才几个月的时间,从网上购买鸡蛋让母鸡孵化出的五只白乌鸡已是两斤来重。它们漂亮的模样无可挑剔,满身洁白无瑕,头顶一簇盛放的棉花,蓬松的尾巴自然翘起,像插着一朵欲散未散的蒲公英。走起路来,它们轻盈的姿态,恍如天空中流动的白云。

回想起这几只白乌鸡的成长之路,简直就是一个奇迹。

相比土鸡,白乌鸡并不好养。它们虽然全身绒毛,但好像并不是很保暖。只要抓起来对着某一处吹一口气,绒毛散开,就露出了乌黑的皮。要是一淋雨,毛就全紧贴在了身上,整个身子仿佛就缩小了半截。或许是这样的原因,以前曾经在街上买雏鸡来喂,只要下雨或气温骤降,鸡就开始萎靡不振,一到晚上就“咕噜咕噜”地不停打呼噜。一有这种症状,它们吃食开始变得挑三拣四,慢慢地瘦弱起来,最多一个来月,就会陆陆续续地全夭折掉。
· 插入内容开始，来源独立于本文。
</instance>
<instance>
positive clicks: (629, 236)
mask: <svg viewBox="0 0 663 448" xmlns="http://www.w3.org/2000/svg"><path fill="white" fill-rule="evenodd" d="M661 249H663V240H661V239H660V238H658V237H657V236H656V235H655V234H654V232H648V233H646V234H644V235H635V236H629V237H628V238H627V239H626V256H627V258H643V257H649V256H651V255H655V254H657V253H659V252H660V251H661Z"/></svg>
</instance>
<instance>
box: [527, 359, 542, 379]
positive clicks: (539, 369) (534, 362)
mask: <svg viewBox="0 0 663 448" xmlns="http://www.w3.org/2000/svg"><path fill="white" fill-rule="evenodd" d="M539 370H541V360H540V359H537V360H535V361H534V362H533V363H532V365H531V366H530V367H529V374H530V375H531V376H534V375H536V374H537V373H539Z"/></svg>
白乌鸡不仅好看,煲出的汤味道也好,所以总忍不住想养。去年下半年,从网上买了十个蛋回来让本地母鸡孵化,孵出了七只,大喜过望。小心翼翼地把它们从窝里端出来,连同母鸡一起关进笼子里单独饲养。白天,母鸡在笼子里“咕咕”地呼唤,它们却兀自钻出笼子,在后院的过道上跳上跳下,小雨淋雨,晴天晒太阳,饿了,到笼子边啄几只饲料又跑开了,直到天色渐暗,母鸡烦躁地在笼内大声呼叫,它们才恋恋不舍地钻到母亲的肚子底下。一个来月,一只只都长得像小绒球一样,可爱极了。不幸的是,后来从外面来了一只可恶的黄猫,一下子就抓走了两只。不得已,只好把剩下的五只关进了笼子里圈养。没有了母鸡的呵护,秋冬交替时,冷死了两只,只有三只安然无恙地熬到了春暖花开时。三只白乌鸡,两公一母。天气渐暖,把它们放到后院和土鸡一起喂养,那只母鸡开始下蛋。由于白乌鸡体型太小,争不过其他的母鸡,它今天在东边的窝里下,明天在西边的窝边下,像打游击一般。平时也没有时间蹲守,渐渐地再也分不清哪些蛋是它的了。当初打算把它们留作种鸡的计划就这样不了了之了。

今年三月份,天气一天比一天暖和,从网上买的几只小鹅好像也没过多照料,全都健康活泼。于是,忍不住又在网上同一家店买了十枚白凤乌鸡蛋。也是巧合,蛋刚到家就有一只花母鸡“耐抱”了。母鸡一旦想孵蛋,它就会茶饭不思,任由你怎么驱赶,不一会儿工夫它又钻到窝里去了。我蹑手蹑脚地把蛋放到母花鸡的肚子底下,它似乎已是迫不及待,看见羽毛外还露出半个鸡蛋,急忙伸出尖尖的喙,把鸡蛋勾进了肚子底下,继续匍匐着身子,安静地为这几个远道而来的孩子取暖。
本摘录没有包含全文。